Türk sağı, her zaman siyasal İslamcı hareketle iyi ilişkiler kurmuştur. Bunun iç siyasette oy anlamında karşılığı olduğu gibi, dış siyasette ABD yandaşlığı da bunu zorunlu kılar. Adnan Menderes’in Said-i Nursi’den siyasi destek istediği, milletvekillerine hitaben yaptığı bir konuşmada, “Siz isterseniz hilafeti bile getirebilirsiniz” dediği bilinir. Süleyman Demirel, Nurcularla hep iyi olmuştur. Turgut Özal ise Nakşibendi olduğunu saklama gereği bile duymamıştır. Dinci akımları içeride desteklediği yetmezmiş gibi, bunu dış politikaya da yansıtmıştır. Türkiye – Azerbaycan ilişkileri hakkındaki bir demecinde, Azerbaycan için, “Onlar Şii’dir, biz Sünni’yiz” demiştir.

Türkiye’deki bu politik iklimin, CHP’yi de etkilediği dikkat çeker. Nitekim Bülent Ecevit, “Olumlu tarikatlar da var” diyerek, “İnançlara saygılı laiklik” (sanki aksi mümkünmüş gibi) türünden kerameti kendinden menkul bir laf ederek, FETÖ liderine sempati besleyerek noktalamıştır siyasi hayatını. CHP’de de, Atatürk’le mesafeli, laiklikle sorunlu, etnikçiliği solculuk, mezhepçiliği devrimcilik sanan çok siyasetçi vardır, dün de, bugün de.

Türkiye’nin Zor Sınavı

Sorun şudur: Siyaset, dini kullanmaktadır. Siyasal İslamcı hareket de örgütlüdür ve bunu kendince fırsata çevirmektedir. Dinin, bireysel olarak yaşanmasını, yorumlanmasını, özel alanda savunanlara karşı, siyasal İslam dinin toplumsal olarak, siyasal olarak kavranmasından ve kamusal alanda etkili olmasından yanadır.

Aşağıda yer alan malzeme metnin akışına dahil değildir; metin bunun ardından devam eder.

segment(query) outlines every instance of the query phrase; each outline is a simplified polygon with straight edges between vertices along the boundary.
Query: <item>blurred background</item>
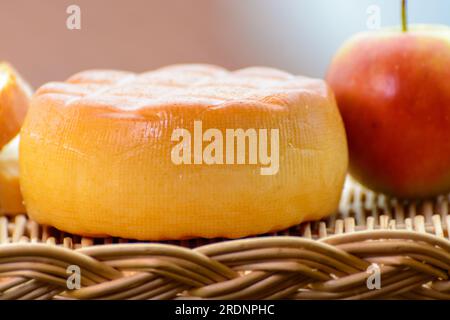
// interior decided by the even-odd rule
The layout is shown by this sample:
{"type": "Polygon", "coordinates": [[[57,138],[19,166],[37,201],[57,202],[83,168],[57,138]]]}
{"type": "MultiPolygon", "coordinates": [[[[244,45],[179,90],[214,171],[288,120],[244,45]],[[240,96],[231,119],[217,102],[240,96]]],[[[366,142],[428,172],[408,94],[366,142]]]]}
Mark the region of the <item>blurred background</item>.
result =
{"type": "MultiPolygon", "coordinates": [[[[145,71],[186,62],[323,77],[339,45],[373,27],[378,9],[381,27],[399,24],[400,2],[0,0],[0,60],[35,87],[82,69],[145,71]],[[81,9],[81,30],[66,27],[73,4],[81,9]]],[[[450,25],[448,0],[409,0],[408,7],[410,23],[450,25]]]]}

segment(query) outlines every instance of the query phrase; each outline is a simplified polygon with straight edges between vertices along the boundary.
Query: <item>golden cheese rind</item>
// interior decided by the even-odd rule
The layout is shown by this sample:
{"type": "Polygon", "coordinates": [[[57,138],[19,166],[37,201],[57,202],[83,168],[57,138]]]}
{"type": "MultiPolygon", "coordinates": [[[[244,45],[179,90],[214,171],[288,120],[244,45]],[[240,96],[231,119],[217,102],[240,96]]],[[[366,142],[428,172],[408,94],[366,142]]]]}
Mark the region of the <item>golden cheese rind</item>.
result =
{"type": "Polygon", "coordinates": [[[89,236],[237,238],[335,212],[347,144],[321,80],[204,65],[86,71],[49,83],[21,132],[29,215],[89,236]],[[279,129],[276,175],[255,165],[175,165],[177,128],[279,129]]]}

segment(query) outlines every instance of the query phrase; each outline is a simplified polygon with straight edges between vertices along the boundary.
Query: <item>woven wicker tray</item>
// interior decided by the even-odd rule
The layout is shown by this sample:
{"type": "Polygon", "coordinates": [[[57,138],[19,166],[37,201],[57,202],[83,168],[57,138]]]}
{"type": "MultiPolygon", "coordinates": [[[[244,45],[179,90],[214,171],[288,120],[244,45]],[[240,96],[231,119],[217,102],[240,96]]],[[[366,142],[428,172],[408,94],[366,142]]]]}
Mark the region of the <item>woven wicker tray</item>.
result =
{"type": "Polygon", "coordinates": [[[399,202],[348,180],[339,213],[325,221],[166,243],[0,217],[0,299],[450,299],[448,202],[399,202]],[[367,286],[374,263],[379,289],[367,286]],[[70,265],[80,267],[81,289],[67,288],[70,265]]]}

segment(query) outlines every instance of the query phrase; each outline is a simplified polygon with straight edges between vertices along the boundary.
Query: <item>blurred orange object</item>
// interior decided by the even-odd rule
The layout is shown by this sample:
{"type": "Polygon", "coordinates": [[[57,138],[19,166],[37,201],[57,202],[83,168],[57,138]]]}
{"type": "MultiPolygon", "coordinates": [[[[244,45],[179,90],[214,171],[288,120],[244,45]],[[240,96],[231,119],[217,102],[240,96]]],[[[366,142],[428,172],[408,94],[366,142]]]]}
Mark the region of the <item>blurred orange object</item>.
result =
{"type": "Polygon", "coordinates": [[[0,214],[25,213],[19,184],[19,136],[0,152],[0,214]]]}
{"type": "Polygon", "coordinates": [[[0,62],[0,149],[19,133],[30,97],[29,85],[11,65],[0,62]]]}
{"type": "Polygon", "coordinates": [[[19,184],[18,133],[31,93],[16,70],[0,62],[0,214],[25,212],[19,184]]]}

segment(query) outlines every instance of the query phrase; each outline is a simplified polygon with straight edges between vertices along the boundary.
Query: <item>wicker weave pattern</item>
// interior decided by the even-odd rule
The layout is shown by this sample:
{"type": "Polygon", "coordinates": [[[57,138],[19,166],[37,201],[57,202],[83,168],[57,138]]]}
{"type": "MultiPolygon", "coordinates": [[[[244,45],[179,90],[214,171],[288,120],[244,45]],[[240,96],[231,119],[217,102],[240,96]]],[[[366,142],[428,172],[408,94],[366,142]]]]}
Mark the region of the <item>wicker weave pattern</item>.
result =
{"type": "Polygon", "coordinates": [[[0,299],[450,299],[448,200],[401,203],[348,182],[327,221],[170,244],[99,243],[0,217],[0,299]],[[366,285],[372,263],[379,290],[366,285]],[[79,290],[67,289],[69,265],[79,290]]]}

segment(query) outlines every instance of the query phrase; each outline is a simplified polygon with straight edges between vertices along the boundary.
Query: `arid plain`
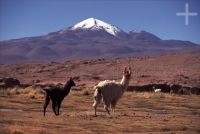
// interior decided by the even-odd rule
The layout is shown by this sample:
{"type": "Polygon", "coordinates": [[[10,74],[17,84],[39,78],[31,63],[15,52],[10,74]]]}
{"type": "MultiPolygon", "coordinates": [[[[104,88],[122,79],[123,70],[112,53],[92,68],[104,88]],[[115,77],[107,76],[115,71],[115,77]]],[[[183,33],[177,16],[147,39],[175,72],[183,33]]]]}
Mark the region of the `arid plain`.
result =
{"type": "Polygon", "coordinates": [[[200,97],[195,94],[127,91],[115,113],[108,115],[101,104],[95,117],[93,86],[105,79],[120,81],[125,66],[132,67],[130,86],[200,87],[199,53],[1,64],[2,78],[31,86],[0,90],[0,133],[200,133],[200,97]],[[55,116],[50,105],[44,117],[44,92],[35,85],[64,84],[70,77],[76,87],[64,99],[61,114],[55,116]]]}

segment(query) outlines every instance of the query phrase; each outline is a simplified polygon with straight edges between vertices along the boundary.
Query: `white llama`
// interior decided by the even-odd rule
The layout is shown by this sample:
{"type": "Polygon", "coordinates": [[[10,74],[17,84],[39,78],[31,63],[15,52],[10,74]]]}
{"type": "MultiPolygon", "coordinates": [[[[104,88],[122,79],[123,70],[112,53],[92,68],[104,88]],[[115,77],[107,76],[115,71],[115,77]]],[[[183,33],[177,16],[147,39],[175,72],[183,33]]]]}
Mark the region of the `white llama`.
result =
{"type": "Polygon", "coordinates": [[[115,111],[115,106],[118,100],[124,94],[124,91],[128,88],[128,84],[131,78],[131,68],[125,67],[123,72],[123,77],[120,82],[116,82],[114,80],[104,80],[98,83],[98,85],[94,86],[94,110],[96,116],[96,109],[98,104],[101,102],[101,98],[103,98],[104,108],[110,114],[108,108],[111,106],[111,110],[115,111]]]}

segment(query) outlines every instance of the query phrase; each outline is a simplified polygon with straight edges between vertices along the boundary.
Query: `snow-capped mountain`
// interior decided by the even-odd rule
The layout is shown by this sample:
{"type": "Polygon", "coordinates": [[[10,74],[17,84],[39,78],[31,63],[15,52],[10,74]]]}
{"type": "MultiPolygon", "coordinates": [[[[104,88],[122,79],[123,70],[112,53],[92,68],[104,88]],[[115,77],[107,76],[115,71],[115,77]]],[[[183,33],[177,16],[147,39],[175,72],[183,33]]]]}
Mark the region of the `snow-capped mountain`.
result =
{"type": "Polygon", "coordinates": [[[75,24],[71,29],[72,30],[77,30],[77,29],[100,30],[101,29],[101,30],[105,30],[106,32],[114,36],[116,36],[119,32],[122,32],[122,30],[117,28],[116,26],[113,26],[111,24],[108,24],[106,22],[103,22],[95,18],[88,18],[86,20],[83,20],[75,24]]]}
{"type": "Polygon", "coordinates": [[[162,40],[143,30],[128,33],[95,18],[44,36],[0,42],[0,63],[65,61],[163,54],[189,50],[189,41],[162,40]]]}

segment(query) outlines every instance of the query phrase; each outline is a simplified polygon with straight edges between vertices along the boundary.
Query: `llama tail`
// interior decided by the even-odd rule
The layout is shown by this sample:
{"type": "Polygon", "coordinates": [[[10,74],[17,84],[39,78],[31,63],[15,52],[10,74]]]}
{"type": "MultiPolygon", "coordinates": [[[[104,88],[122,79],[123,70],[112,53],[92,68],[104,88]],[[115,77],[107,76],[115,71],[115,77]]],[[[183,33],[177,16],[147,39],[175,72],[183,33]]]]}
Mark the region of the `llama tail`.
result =
{"type": "Polygon", "coordinates": [[[97,86],[94,86],[94,87],[93,87],[93,90],[96,90],[96,88],[97,88],[97,86]]]}
{"type": "Polygon", "coordinates": [[[51,90],[51,87],[50,86],[47,86],[47,87],[44,87],[42,88],[46,93],[49,92],[51,90]]]}
{"type": "Polygon", "coordinates": [[[101,88],[95,87],[94,89],[95,89],[95,91],[94,91],[94,104],[93,104],[93,107],[97,107],[97,105],[101,101],[102,94],[101,94],[101,88]]]}
{"type": "Polygon", "coordinates": [[[48,92],[48,89],[46,89],[46,88],[43,88],[43,90],[44,90],[45,92],[48,92]]]}
{"type": "Polygon", "coordinates": [[[95,87],[95,91],[94,91],[94,101],[97,103],[100,103],[102,99],[102,91],[100,87],[95,87]]]}

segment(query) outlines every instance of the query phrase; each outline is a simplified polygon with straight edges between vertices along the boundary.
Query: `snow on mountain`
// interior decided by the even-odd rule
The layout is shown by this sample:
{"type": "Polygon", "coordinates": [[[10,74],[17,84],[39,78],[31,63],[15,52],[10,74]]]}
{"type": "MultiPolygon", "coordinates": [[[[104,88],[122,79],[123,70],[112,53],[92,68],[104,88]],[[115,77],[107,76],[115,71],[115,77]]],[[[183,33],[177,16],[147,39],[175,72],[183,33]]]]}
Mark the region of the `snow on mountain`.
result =
{"type": "Polygon", "coordinates": [[[119,32],[122,31],[116,26],[113,26],[111,24],[108,24],[106,22],[103,22],[95,18],[88,18],[86,20],[83,20],[75,24],[71,29],[72,30],[76,30],[76,29],[105,30],[106,32],[114,36],[116,36],[119,32]]]}

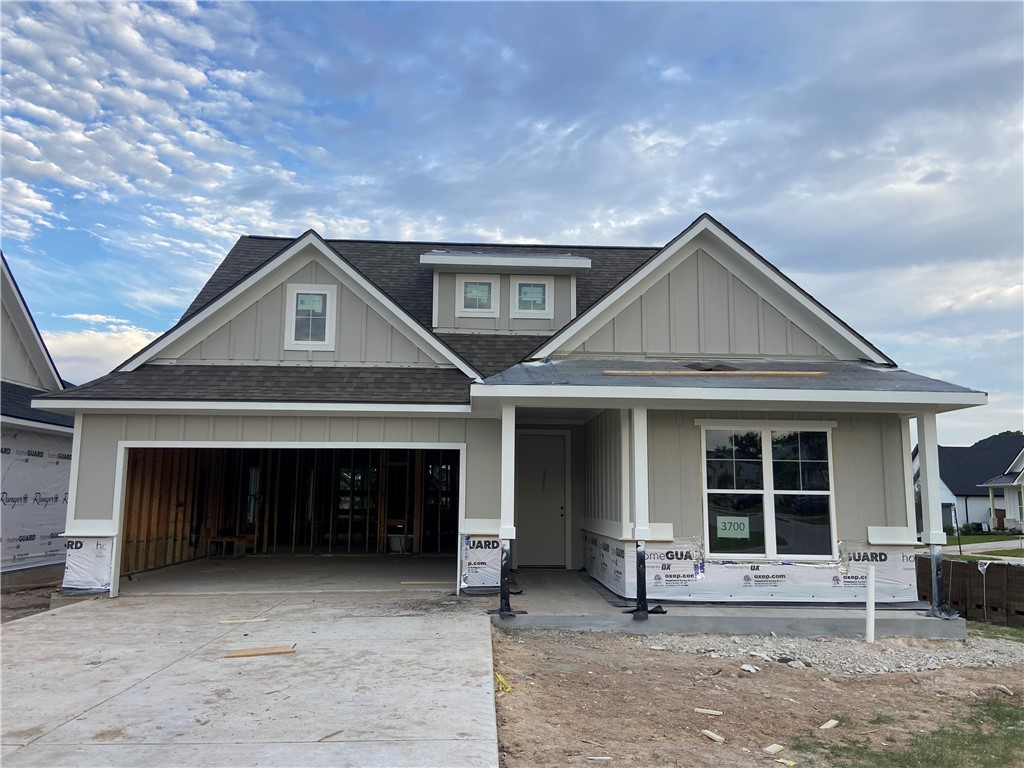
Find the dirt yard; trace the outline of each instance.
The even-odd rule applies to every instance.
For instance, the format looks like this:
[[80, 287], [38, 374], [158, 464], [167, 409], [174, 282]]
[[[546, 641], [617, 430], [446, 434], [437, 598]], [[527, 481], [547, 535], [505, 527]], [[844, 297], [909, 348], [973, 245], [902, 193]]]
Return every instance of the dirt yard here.
[[13, 621], [50, 609], [50, 595], [60, 586], [57, 582], [38, 587], [4, 588], [0, 594], [0, 622]]
[[[903, 745], [914, 733], [956, 722], [968, 701], [1006, 696], [996, 685], [1024, 694], [1016, 658], [1024, 645], [986, 645], [1009, 641], [890, 640], [865, 653], [863, 643], [828, 638], [811, 645], [816, 641], [503, 628], [493, 638], [495, 672], [511, 687], [501, 692], [498, 684], [503, 768], [766, 766], [776, 764], [762, 753], [771, 744], [786, 746], [777, 758], [824, 766], [820, 754], [794, 750], [794, 738]], [[1006, 658], [1005, 648], [1010, 658], [1001, 663], [1009, 666], [965, 666], [974, 663], [972, 654]], [[833, 651], [835, 664], [821, 661]], [[915, 671], [857, 671], [872, 668]], [[819, 729], [831, 719], [839, 725]]]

İslam dini, devletsiz bir ortamda doğmuştur. Ama o günden beri, dini yönünün yanında, aynı zamanda siyasi yönüyle de öne çıkmıştır. Devlet olarak da örgütlenmiştir. Sadece dini alanda değil, siyasi, iktisadi, hukuki, toplumsal alanda da hükümler içermekte, düzenlemeler öngörmektedir.

Türkiye; sözde müttefiki olan Batılı devletlere karşı da laikliği savunmak zorunda kalmıştır hep. Örneğin, İngiltere’nin, geçmişte hilafetin kaldırılmasına, hangi gerekçelerle karşı çıktığını unutmamak gerekir. Çünkü kendi güdümünde bir İslam dünyasıdır Londra’nın niyeti. Keza ABD; hep siyasal İslamcı akımları desteklemiştir, farklı yöntem ve araçlarla. Mısır’da İhvan’la çok iyi geçinmiştir yıllarca. Türkiye’de tarikat ve cemaat yapılarını hep kollamıştır, halen de kollamaktadır. Geçmişte, Soğuk Savaş döneminde, SSCB ve komünizme karşı, Afganistan’da mücahitleri desteklemiştir. Devamında El Kaide ve IŞİD gibi terör örgütlerine verdiği büyük destek de bilinmektedir. Öyle ki, ABD’nin önceki başkanı Donald Trump, IŞİD’in bizzat Başkan Obama tarafından kurulduğunu defalarca söylemiştir. Almanya; yıllarca Cemalettin Kaplan’ı Türkiye’ye karşı elinin altında bir koz olarak tutmuştur, faaliyetlerine göz yummuştur. Milli Görüş hareketinin de Avrupa’da en etkili, örgütlü, güçlü olduğu ülkedir. Dini kimliği, Türk milli kimliğinin eritilmesinde, unutturulmasında, adeta dini Müslüman olan Alman vatandaşı yaratılmasında, etkili bir araç olarak görmektedir.

Sonuçta Türkiye’nin AKP iktidarındaki son 21 yılı, hem siyasal İslamcı hareketin gücünün, olanaklarının, ittifak ilişkilerinin, siyasi becerisinin, ülkeyi yönetme kabiliyetinin ortaya çıktığı bir dönem olmuş hem de toplum, laikliğin önemini daha çok kavramaya başlamıştır.